The eigenvalues of $A$ are $\sigma_1^2$ and $\sigma_2^2$; the eigenvectores are $e_1^2 = \{cos\,\theta,sin\,\theta\}^T$ and $e_2^2 = \{-sin\,\theta,cos\,\theta\}^T$.

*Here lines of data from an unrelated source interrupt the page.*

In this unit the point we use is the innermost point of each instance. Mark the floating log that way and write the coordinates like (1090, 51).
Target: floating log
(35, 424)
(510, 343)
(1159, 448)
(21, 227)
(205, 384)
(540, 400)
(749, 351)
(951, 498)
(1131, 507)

$\Sigma_1\,v_1+A\,v_2 = (v_1\cdot e_1^1)\,\Sigma_1\,e_1^1 + (v_1\cdot e_2^1)\,\Sigma_1\,e_2^1 + (v_2\cdot e_1^2)\,A\,e_1^2 + (v_2\cdot e_2^2)\,A\,e_2^2 = \\
x_1\,\sigma_1^1\,e_1^1+y_1\,\sigma_2^1\,e_2^1 + (x_2\,cos\,\theta+y_2\,sin\,\theta)\,\sigma_1^2\,e_1^2 + (-x_2\,sin\,\theta+y_2\,cos\,\theta)\,\sigma_2^2\,e_2^2$
Note that
$e_1^2 = cos\,\theta\;e_1^1 + sin\,\theta\;e_2^1$
$e_2^2 = -sin\,\theta\;e_1^1 + cos\,\theta\;e_2^1$
So, we have:
$\Sigma_1\,v_1+A\,v_2 = x_1\,\sigma_1^1\,e_1^1+y_1\,\sigma_2^1\,e_2^1 + (x_2\,cos\,\theta+y_2\,sin\,\theta)\,\sigma_1^2\,(cos\,\theta\;e_1^1 + sin\,\theta\;e_2^1) + (-x_2\,sin\,\theta+y_2\,cos\,\theta)\,\sigma_2^2\,(-sin\,\theta\;e_1^1 + cos\,\theta\;e_2^1) = \\
\boxed{(x_1\,\sigma_1^1 + x_2\,cos^2\,\theta\;\sigma_1^2+y_2\,sin\,\theta\;cos\,\theta\;\sigma_1^2 + x_2\,sin^2\,\theta\;\sigma_2^2-y_2\,sin\,\theta\;cos\,\theta\;\sigma_2^2)\,e_1^1 + \\
(y_1\,\sigma_2^1 + x_2\,sin\,\theta\;cos\,\theta\;\sigma_1^2+y_2\,sin^2\,\theta\;\sigma_1^2 - x_2\,sin\,\theta\;cos\,\theta\;\sigma_2^2+y_2\,cos^2\,\theta\;\sigma_2^2)\,e_2^1}\;\;(1)$
And also:
$\boxed{\sigma_1^1\,(v_1+v_2) = (x_1\,\sigma_1^1 + x_2\,\sigma_1^1)\,e_1^1 + (y_1\,\sigma_1^1 + y_2\,\sigma_1^1)\,e_2^1}\;\;(2)$
So, if I did not commit any mistakes, we need to show that the norm of $(2)$ is always greater (or equal) the norm of $(1)$.